Each token contract stores two quantities: localMint and globalMint (referred to as colored and minted in the code). LocalMint is the instantaneous circulation of a given color within the local blockchain, and globalMint is the last value that was synchronized from the local chain to the primary chain vault.

In contrast to the previous approach of wrapping colored tokens into float tokens held in individual wallets, the refined strategy involves directly recoloring colored tokens during transfers. In this model, each wallet holds tokens of precisely one color. The recolorings are encoded as changes in localMint, with the variance between localMint and globalMint signifying either a deficit, subject to slashing during reminting, or a surplus, available for reminting against an opposing and equivalent magnitude of deficits. This adjustment streamlines the process, making it more direct and efficient.

This solves the problems with reminting, as surpluses can be globally accumulated over an unbounded period of time before the minter synchronizes them to the vault, and a minter holding a certain quantity of tokens guarantees that colored will never fall below that quantity. This limits the magnitude of the deficit on the local chain.

This solution effectively addresses the challenges associated with reminting. Surpluses can be globally accumulated over an unbounded period of time before the minter synchronizes them to the vault. Moreover, a minter holding a specific quantity of minted tokens ensures that the globalMint will never fall below that quantity, thereby limiting the magnitude of the deficit on the local chain.

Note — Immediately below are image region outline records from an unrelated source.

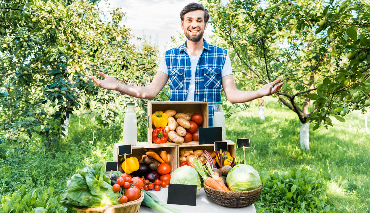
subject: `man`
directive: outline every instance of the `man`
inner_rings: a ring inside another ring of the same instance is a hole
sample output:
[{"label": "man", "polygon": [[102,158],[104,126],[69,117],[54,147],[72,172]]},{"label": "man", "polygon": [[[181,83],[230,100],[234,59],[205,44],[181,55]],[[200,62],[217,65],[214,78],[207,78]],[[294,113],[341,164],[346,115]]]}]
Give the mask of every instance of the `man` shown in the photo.
[{"label": "man", "polygon": [[131,96],[152,100],[169,79],[171,101],[206,101],[209,104],[209,125],[211,126],[214,103],[221,101],[221,85],[231,103],[247,102],[280,91],[284,82],[278,79],[258,90],[243,91],[236,88],[230,58],[225,50],[208,44],[203,39],[209,16],[198,3],[191,3],[180,13],[181,28],[186,38],[179,47],[166,52],[159,72],[146,87],[120,84],[114,78],[98,72],[104,80],[92,77],[102,88],[114,90]]}]

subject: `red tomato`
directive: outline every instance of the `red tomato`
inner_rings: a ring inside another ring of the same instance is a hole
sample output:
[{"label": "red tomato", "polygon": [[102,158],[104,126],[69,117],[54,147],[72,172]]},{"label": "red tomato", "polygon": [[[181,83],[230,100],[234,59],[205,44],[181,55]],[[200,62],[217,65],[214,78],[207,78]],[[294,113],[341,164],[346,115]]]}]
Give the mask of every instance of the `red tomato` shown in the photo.
[{"label": "red tomato", "polygon": [[144,182],[141,178],[134,177],[131,180],[132,181],[132,186],[137,186],[140,189],[142,189],[142,187],[144,186]]},{"label": "red tomato", "polygon": [[123,186],[123,185],[125,184],[125,180],[123,178],[120,177],[117,179],[117,184],[121,186]]},{"label": "red tomato", "polygon": [[171,171],[171,166],[167,163],[162,163],[157,168],[157,172],[161,175],[168,174]]},{"label": "red tomato", "polygon": [[203,122],[203,117],[202,116],[202,115],[201,115],[199,113],[194,113],[193,114],[190,119],[192,121],[194,121],[198,124],[198,125],[200,125]]},{"label": "red tomato", "polygon": [[140,197],[140,189],[137,186],[130,187],[125,192],[125,196],[127,197],[129,202],[137,200]]},{"label": "red tomato", "polygon": [[121,203],[124,203],[127,202],[127,197],[124,195],[120,199],[120,201],[121,201]]},{"label": "red tomato", "polygon": [[194,133],[198,129],[198,125],[194,121],[189,121],[190,124],[190,128],[186,129],[186,131],[190,133]]},{"label": "red tomato", "polygon": [[113,189],[113,191],[115,192],[118,192],[121,189],[121,186],[120,186],[118,184],[116,183],[115,184],[113,185],[112,187]]},{"label": "red tomato", "polygon": [[169,174],[162,175],[159,177],[159,180],[161,181],[165,182],[166,183],[167,183],[167,185],[168,185],[169,184],[169,183],[171,181],[171,175]]},{"label": "red tomato", "polygon": [[154,184],[156,185],[161,185],[161,181],[157,179],[154,181]]},{"label": "red tomato", "polygon": [[193,139],[193,136],[191,135],[191,133],[190,132],[186,132],[186,135],[184,136],[184,143],[191,142],[191,140]]},{"label": "red tomato", "polygon": [[198,131],[197,131],[191,134],[193,136],[193,141],[199,141],[199,135],[198,134]]},{"label": "red tomato", "polygon": [[161,186],[162,187],[165,187],[167,186],[167,183],[164,181],[162,181],[162,183],[161,183]]}]

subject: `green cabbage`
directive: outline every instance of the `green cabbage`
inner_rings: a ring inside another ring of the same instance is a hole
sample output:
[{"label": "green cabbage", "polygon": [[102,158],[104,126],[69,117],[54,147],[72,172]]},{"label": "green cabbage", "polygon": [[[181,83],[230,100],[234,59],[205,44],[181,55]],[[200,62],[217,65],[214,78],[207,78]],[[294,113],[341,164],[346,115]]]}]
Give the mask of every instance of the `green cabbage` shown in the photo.
[{"label": "green cabbage", "polygon": [[232,192],[253,190],[261,184],[258,172],[246,164],[238,164],[233,167],[226,177],[226,182]]},{"label": "green cabbage", "polygon": [[201,190],[201,178],[194,168],[183,166],[175,170],[171,176],[171,183],[196,185],[196,194]]}]

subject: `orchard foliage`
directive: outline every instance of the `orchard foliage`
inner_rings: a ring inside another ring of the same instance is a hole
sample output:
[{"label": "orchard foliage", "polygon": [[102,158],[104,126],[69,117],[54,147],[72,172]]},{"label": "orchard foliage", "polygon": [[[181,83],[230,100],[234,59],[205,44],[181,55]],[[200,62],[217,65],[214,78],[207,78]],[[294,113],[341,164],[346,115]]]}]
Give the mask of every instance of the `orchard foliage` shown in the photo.
[{"label": "orchard foliage", "polygon": [[251,83],[243,87],[256,89],[282,78],[285,83],[279,99],[301,122],[316,121],[314,129],[332,125],[330,116],[345,122],[343,116],[353,110],[366,113],[370,105],[370,5],[263,2],[265,9],[261,1],[205,3],[221,38],[217,44],[229,50],[237,83],[247,78]]},{"label": "orchard foliage", "polygon": [[55,142],[61,125],[81,107],[91,108],[104,126],[121,126],[124,104],[136,102],[138,114],[144,115],[138,124],[146,125],[140,118],[145,117],[145,101],[98,88],[89,78],[100,71],[119,82],[145,85],[158,51],[129,42],[132,36],[120,24],[124,14],[119,9],[110,11],[111,21],[102,20],[98,2],[0,3],[1,142],[34,133],[46,137],[47,145]]}]

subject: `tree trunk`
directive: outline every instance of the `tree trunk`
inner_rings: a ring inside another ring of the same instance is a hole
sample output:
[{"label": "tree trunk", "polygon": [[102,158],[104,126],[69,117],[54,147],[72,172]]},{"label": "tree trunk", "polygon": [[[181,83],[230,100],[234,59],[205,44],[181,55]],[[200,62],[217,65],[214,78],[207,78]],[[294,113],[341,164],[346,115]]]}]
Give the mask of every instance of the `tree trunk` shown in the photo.
[{"label": "tree trunk", "polygon": [[301,149],[305,150],[310,150],[310,140],[309,137],[310,131],[310,122],[302,123],[300,127]]}]

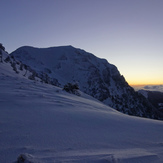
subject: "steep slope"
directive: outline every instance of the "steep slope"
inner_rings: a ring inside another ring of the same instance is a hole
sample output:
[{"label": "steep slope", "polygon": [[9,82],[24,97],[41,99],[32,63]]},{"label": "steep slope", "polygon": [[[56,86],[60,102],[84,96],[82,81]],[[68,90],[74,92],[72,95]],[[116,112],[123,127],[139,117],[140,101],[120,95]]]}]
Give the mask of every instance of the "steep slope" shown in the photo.
[{"label": "steep slope", "polygon": [[163,92],[148,90],[139,90],[138,92],[147,98],[163,114]]},{"label": "steep slope", "polygon": [[37,76],[55,81],[63,87],[78,83],[80,90],[123,113],[159,119],[159,113],[131,88],[117,68],[105,59],[72,46],[33,48],[21,47],[11,53],[32,68]]},{"label": "steep slope", "polygon": [[29,80],[6,62],[0,90],[1,163],[163,162],[162,121]]}]

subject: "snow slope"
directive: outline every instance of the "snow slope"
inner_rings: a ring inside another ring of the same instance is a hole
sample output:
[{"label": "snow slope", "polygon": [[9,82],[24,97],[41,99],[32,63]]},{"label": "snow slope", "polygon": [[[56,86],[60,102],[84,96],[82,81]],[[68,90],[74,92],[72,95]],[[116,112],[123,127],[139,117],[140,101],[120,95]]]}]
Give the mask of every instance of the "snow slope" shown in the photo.
[{"label": "snow slope", "polygon": [[[78,83],[82,92],[129,115],[163,119],[149,101],[125,81],[116,66],[105,59],[72,46],[34,48],[20,47],[10,54],[28,65],[47,83],[63,87]],[[43,77],[44,76],[44,77]]]},{"label": "snow slope", "polygon": [[0,162],[20,154],[33,163],[161,163],[163,122],[124,115],[0,63]]}]

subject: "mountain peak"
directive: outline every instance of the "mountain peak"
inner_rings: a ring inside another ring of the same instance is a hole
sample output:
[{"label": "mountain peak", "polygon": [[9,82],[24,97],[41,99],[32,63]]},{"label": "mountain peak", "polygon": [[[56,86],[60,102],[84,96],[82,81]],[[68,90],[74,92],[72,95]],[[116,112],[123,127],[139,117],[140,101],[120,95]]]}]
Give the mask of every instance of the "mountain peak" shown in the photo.
[{"label": "mountain peak", "polygon": [[126,114],[158,118],[154,107],[128,85],[117,67],[73,46],[49,48],[21,47],[11,53],[33,69],[46,74],[63,87],[78,83],[79,88],[112,108]]}]

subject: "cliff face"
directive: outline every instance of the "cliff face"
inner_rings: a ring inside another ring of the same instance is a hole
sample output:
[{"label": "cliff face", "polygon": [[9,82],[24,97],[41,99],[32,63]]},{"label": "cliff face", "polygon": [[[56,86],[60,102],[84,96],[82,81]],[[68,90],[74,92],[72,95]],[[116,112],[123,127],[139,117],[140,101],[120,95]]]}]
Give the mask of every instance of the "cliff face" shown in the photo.
[{"label": "cliff face", "polygon": [[26,46],[11,56],[30,67],[37,76],[46,76],[47,83],[56,81],[60,87],[68,82],[77,83],[81,91],[120,112],[159,118],[156,109],[128,85],[116,66],[84,50],[72,46],[42,49]]}]

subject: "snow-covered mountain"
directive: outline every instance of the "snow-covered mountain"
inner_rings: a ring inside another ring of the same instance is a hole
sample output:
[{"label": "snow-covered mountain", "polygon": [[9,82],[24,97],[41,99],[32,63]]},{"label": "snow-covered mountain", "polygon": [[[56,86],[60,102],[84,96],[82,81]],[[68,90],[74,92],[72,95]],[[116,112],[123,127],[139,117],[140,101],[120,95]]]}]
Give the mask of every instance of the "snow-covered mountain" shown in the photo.
[{"label": "snow-covered mountain", "polygon": [[0,62],[1,163],[163,162],[163,121],[29,80],[33,70],[6,57]]},{"label": "snow-covered mountain", "polygon": [[128,85],[116,66],[72,46],[21,47],[11,53],[47,83],[78,83],[81,91],[126,114],[160,119],[158,111]]}]

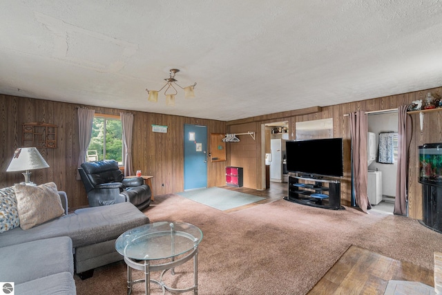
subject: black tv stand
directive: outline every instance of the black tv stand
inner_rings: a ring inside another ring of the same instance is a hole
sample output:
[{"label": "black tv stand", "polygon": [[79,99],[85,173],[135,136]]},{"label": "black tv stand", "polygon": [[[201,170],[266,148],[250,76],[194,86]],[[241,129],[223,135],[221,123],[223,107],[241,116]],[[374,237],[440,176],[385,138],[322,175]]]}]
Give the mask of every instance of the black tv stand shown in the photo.
[{"label": "black tv stand", "polygon": [[284,198],[309,206],[343,210],[340,182],[310,175],[289,175],[289,195]]}]

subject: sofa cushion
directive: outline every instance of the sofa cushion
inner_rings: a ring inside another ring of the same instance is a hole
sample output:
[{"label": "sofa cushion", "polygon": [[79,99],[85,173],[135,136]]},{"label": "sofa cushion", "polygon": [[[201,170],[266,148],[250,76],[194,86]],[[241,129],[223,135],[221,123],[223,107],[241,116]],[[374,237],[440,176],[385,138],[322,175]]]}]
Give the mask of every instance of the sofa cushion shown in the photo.
[{"label": "sofa cushion", "polygon": [[1,233],[0,247],[66,236],[77,248],[117,238],[124,231],[146,223],[148,218],[128,202],[85,208],[26,231],[19,227]]},{"label": "sofa cushion", "polygon": [[38,187],[14,186],[17,202],[20,227],[29,229],[35,225],[64,214],[57,185],[48,182]]},{"label": "sofa cushion", "polygon": [[15,285],[15,294],[21,295],[66,295],[77,294],[75,281],[72,274],[60,272]]},{"label": "sofa cushion", "polygon": [[20,225],[13,187],[0,189],[0,233]]},{"label": "sofa cushion", "polygon": [[59,272],[74,274],[72,240],[66,236],[1,247],[0,261],[1,280],[16,285]]}]

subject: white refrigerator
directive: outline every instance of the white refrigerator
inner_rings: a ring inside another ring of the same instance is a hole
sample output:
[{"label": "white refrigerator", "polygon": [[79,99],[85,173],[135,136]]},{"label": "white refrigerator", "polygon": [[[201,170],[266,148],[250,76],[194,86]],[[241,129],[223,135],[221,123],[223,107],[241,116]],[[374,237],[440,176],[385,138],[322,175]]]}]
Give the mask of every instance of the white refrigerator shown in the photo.
[{"label": "white refrigerator", "polygon": [[285,140],[270,140],[270,181],[282,182],[282,162],[285,157]]}]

Consequently, the local and global mint model represents our first fully minter-fungible solution to the fungible token coloring problem.

DeltaZero

Continuing our exploration of colored and minted tokens, we came to the realization that, in practice, the only necessary bookkeeping for secure recolorings and crosschain transfers is the per-color difference between localMint and globalMint, referred to as delta. Theoretically, tracking per-color delta along with a mechanism to observe the sum of all deltas in a chain can establish a mathematically sound system for crosschain token coloring. However, it is typically preferable to store at least colored or minted to enable minters to swiftly determine the circulation of their tokens on each blockchain.

Pain point: deficit list

All the previously discussed models share a critical limitation: the deficit list. Maintaining this list not only incurs a substantial gas cost but, more significantly, leads to an unpredictable gas cost per token transaction. In fortunate scenarios, crosschain transfers may involve storing one positive delta and one negative delta. However, in the worst case, crosschain transfers could result in storing one positive delta alongside hundreds or even thousands of negative deltas (though in practice the probability of this is close to zero). To exacerbate matters, the packet size limit imposes a nondeterministic upper bound on the number of tokens that can be sent from one blockchain to another. This unpredictability in user experience can be characterized, to put it politely, as suboptimal.

We burned many hours and weekends musing over how to optimize or eliminate the deficit list, and the potential security surfaces that are introduced. We eventually came to the consensus that the user experience cannot be compromised under any circumstances, which meant that whatever solution we came up with should provide well-defined, simple semantics with at least a predictable upper bound on transaction gas consumption as a function of the number of tokens.

Eliminating the deficit list introduces a significant challenge as the system is no longer easily composable without it. While it might be straightforward to address this issue by requiring offchain input for choosing or optimizing deficits to balance the transfer, purely onchain applications that integrate with USDV cannot rely on this interface. The need for maintaining composability poses a nuanced challenge in the design considerations.

Our next thought was that we could somehow optimize the deficit list to limit the gas to a reasonable degree. Many ideas floated around, such as allowing pseudorandom seeding into a random point on the deficit list, a “tiered” sorting model of ordered unsorted buckets, and just maintaining the top N largest deficits.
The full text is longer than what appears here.